On the other hand, as with borrower insurance, exclusions may be due to the previous state of health of the insured.

Some contracts indeed require an exclusive causal link between the accident and the injury.

And the ACPR cites this refusal of compensation to a GAV client injured after a fall, on the grounds that he had undergone surgery on the same ankle 25 years earlier!

“These reasons for refusing coverage, of which the insured is not always aware when subscribing, raise questions about the interest of the contract for part of the target market

,” notes the Authority.

Imbalances between premiums collected and reimbursements paid

The ACPR calls for better consideration of customer interests and more rigorous monitoring of contracts through indicators such as the rate of refusal of coverage and the ratio of claims paid/premiums paid by customers.

The latter makes it possible to know the insurers' margin and to see if there is an imbalance between the premiums collected and the payments reimbursed.

Among insurance sectors, this ratio peaks at nearly 85% in home multi-risk, a sector where insurer margins are low and can fall to less than 20% in markets such as affinity insurance or credit insurance. to consumption.

It is rather close to 40% for GAV.

The ACPR refuses to establish a target ratio.

“However, we seek to identify contracts where the loss of value for the customer is high

,” indicates Grégoire Vuarlot, director of commercial practices control at the ACPR, criticizing during the conference

“contracts where over €10 in contributions , only €2, or even less, is used to compensate customers.”

“When a category of (insurance) policies is associated with very few claims, and the claims-to-premium ratio is very low, as observed for certain products, with rates of 5 to 20 %, we cannot avoid the question of the legitimacy of certain guarantees, in foresight, or in borrower insurance for short-term consumer loans.”

Jean-Paul Faugère, vice-president of the ACPR

" In for money "

To brandish this threat, the ACPR relies on the 2016 European insurance distribution directive and Value for money.

So called by the European institutions, this concept consists of knowing whether, by subscribing to a financial or insurance product, the customer is getting “value for money”.
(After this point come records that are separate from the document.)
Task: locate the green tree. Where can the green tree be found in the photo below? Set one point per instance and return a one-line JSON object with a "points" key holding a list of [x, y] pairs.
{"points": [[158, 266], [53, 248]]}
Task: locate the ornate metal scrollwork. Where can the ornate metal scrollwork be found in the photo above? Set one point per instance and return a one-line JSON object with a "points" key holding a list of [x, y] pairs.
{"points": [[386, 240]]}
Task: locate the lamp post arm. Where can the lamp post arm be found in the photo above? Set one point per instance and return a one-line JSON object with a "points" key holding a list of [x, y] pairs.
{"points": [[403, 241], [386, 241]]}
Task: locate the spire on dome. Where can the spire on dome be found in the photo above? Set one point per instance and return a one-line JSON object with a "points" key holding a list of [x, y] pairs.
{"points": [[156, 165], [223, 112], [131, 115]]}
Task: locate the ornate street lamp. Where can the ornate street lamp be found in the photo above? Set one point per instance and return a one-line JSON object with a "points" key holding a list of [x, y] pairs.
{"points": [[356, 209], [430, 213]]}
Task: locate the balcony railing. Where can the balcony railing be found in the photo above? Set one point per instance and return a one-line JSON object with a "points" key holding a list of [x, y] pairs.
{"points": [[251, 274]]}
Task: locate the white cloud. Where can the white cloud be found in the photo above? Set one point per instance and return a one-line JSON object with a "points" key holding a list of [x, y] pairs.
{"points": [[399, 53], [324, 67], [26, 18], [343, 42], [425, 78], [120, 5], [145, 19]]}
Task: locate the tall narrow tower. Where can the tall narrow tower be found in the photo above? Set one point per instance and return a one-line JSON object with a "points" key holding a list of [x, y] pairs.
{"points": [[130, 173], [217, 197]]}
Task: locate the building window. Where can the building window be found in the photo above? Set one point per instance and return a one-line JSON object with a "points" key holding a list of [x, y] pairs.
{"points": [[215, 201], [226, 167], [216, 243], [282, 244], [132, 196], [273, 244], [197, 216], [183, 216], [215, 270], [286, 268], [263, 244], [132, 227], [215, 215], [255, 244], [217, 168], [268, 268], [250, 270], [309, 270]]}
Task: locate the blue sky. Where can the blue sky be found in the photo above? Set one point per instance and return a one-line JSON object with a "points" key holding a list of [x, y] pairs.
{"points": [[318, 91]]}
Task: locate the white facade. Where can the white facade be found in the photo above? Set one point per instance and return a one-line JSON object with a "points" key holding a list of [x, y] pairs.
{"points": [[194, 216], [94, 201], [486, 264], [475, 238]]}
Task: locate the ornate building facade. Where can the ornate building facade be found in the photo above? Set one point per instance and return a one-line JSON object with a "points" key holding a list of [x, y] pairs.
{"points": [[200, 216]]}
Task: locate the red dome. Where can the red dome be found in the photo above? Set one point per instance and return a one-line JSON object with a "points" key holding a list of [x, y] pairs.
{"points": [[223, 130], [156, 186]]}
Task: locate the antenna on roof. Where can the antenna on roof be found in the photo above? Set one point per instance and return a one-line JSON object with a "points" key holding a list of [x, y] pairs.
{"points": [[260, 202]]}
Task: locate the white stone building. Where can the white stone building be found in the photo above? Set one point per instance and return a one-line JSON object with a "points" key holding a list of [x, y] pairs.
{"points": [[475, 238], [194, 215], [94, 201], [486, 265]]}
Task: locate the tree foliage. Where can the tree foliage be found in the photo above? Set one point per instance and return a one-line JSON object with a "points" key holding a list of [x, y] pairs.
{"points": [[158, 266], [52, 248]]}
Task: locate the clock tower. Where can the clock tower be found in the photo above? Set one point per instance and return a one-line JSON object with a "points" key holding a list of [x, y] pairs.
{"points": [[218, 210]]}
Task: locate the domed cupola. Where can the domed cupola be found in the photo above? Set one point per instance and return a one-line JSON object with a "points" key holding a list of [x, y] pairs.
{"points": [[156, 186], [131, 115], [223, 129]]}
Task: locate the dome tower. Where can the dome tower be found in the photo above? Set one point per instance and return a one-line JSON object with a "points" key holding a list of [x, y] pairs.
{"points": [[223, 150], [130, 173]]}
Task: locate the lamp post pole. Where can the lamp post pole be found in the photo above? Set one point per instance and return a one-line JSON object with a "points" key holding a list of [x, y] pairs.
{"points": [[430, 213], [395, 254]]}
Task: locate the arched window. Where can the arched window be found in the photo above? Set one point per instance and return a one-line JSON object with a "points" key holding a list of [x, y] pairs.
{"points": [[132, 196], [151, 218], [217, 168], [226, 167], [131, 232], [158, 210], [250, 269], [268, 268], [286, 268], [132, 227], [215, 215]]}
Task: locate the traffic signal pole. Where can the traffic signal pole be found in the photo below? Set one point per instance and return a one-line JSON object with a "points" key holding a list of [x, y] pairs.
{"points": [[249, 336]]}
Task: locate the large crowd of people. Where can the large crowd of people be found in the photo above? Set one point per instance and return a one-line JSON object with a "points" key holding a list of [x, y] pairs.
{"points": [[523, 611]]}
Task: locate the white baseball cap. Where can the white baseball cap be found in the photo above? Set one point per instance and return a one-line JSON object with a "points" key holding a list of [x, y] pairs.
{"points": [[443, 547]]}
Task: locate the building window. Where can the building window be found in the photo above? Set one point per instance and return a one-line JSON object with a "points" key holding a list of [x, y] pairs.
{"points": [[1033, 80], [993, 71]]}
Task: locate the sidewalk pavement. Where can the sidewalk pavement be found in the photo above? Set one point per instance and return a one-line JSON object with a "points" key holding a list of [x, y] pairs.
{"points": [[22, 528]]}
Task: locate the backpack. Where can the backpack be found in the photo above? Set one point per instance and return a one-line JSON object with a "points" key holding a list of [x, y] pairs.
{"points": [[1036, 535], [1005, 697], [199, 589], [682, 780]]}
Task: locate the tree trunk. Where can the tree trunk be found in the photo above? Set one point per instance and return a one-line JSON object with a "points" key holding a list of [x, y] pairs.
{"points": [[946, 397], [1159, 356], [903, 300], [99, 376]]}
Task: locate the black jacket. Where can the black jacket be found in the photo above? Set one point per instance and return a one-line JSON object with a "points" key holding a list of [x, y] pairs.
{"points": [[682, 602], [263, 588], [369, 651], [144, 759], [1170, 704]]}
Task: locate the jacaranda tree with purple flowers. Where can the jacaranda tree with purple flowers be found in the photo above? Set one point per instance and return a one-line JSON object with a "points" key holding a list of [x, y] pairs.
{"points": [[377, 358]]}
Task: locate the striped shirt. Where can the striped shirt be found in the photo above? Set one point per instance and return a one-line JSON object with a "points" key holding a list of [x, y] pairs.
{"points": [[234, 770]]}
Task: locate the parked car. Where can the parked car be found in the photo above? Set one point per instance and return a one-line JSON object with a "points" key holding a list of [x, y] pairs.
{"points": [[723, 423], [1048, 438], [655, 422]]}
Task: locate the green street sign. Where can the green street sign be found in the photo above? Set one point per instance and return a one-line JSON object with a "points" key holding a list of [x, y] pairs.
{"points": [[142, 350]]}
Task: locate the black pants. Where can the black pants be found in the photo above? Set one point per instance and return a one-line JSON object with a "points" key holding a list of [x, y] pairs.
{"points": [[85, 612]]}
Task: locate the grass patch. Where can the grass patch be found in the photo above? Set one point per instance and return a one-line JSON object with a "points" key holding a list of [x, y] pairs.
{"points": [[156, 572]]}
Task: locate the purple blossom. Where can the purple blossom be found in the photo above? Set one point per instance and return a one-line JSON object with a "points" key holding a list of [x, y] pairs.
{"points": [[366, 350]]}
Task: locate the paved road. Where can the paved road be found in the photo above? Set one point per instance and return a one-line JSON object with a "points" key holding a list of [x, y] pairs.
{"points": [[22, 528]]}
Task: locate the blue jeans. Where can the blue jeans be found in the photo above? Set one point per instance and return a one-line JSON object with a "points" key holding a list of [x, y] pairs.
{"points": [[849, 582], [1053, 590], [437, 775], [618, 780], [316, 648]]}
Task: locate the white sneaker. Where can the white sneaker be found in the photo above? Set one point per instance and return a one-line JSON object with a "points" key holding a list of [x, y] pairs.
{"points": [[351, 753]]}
In France, the ACPR first launched this paving stone into the pond of life insurance contracts, in order to question the interest of units of account whose returns may be low in relation to the fees charged.

From now on, the Authority intends to broaden the application of this concept to “non-life” insurance, namely all property and casualty insurance and even GAV.

In his introductory speech to the morning, ACPR Vice-President Jean-Paul Faugère recalled that in life insurance as in property insurance, the client's interests must remain at the center of concerns.

This interest, he insisted, must be verified

“throughout the life of the product, with objective indicators, such as the claims/premiums ratio, the complaint and termination rates, the rate of refusal to take. in charge… "

.

So far, the threat has not been followed up on.

But the ACPR could take action and put pressure on these contracts, as it did recently with affinity insurance, by prohibiting the marketing of Indexia (formerly Sfam) contracts.